I fully applaud Google’s efforts to minimize the number of patents they own. It’s clear from a glance at the patents, they have focused their patents on the ability to search for data as well as data management. They are sorely lacking when it comes to most software. This is most likely why Google has licensing agreements with companies like Intellectual Ventures. To combat the growing web of lawsuits surrounding it’s handset manufacturers and developers Google has been on a spree of both purchasing patents (1,000 from IBM and 12,000 with the purchase of Motorola Mobile) and propaganda against software patents.

Motorola will give Google the patent expertise and experience at defending its patent claims as well as a huge number of patents it will need to defend. I believe this will create a great change in the way that Google deals with intellectual property in general. I’m not entirely sure this is a good thing either. Google may take the route of IBM which both patents things specifically so that other companies can’t patent them and publishes technologies in obscure journals which can be later used to invalidate patents as a form of prior art. However, Google could easily take the route of Apple. This would be extremely bad in my opinion. The route where Google continues to invest in new technologies but patents everything and then makes it difficult for other companies to use that technology. Google has the innovative capabilities to become a huge patent troll.
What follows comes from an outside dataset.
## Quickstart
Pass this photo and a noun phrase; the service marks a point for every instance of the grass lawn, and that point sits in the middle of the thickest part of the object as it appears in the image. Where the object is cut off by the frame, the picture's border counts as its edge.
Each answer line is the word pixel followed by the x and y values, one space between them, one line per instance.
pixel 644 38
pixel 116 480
I think the only good that would come out of that is if Google went after patent trolls.With open source technologies some of the problems with software patenting does go away. As anything with an open source license is technically released into the public and becomes part of the prior art. Unfortunately, that’s also a huge problem with open source. It would be impossible for a patent examiner, who typically has 3 days to approve a patent, to actually find a given software technology which is already being used as open source.

Overall, I think Google is currently attempting to address its misstep with patents. I think that Google will push for patent reform for software patents. I think that with a large enough group of people, including billionaires like Mark Cuban, there could be a significant change in the manner in which software patents are issued. Gaming companies, search engines, and software developers need to work together to address this issue though.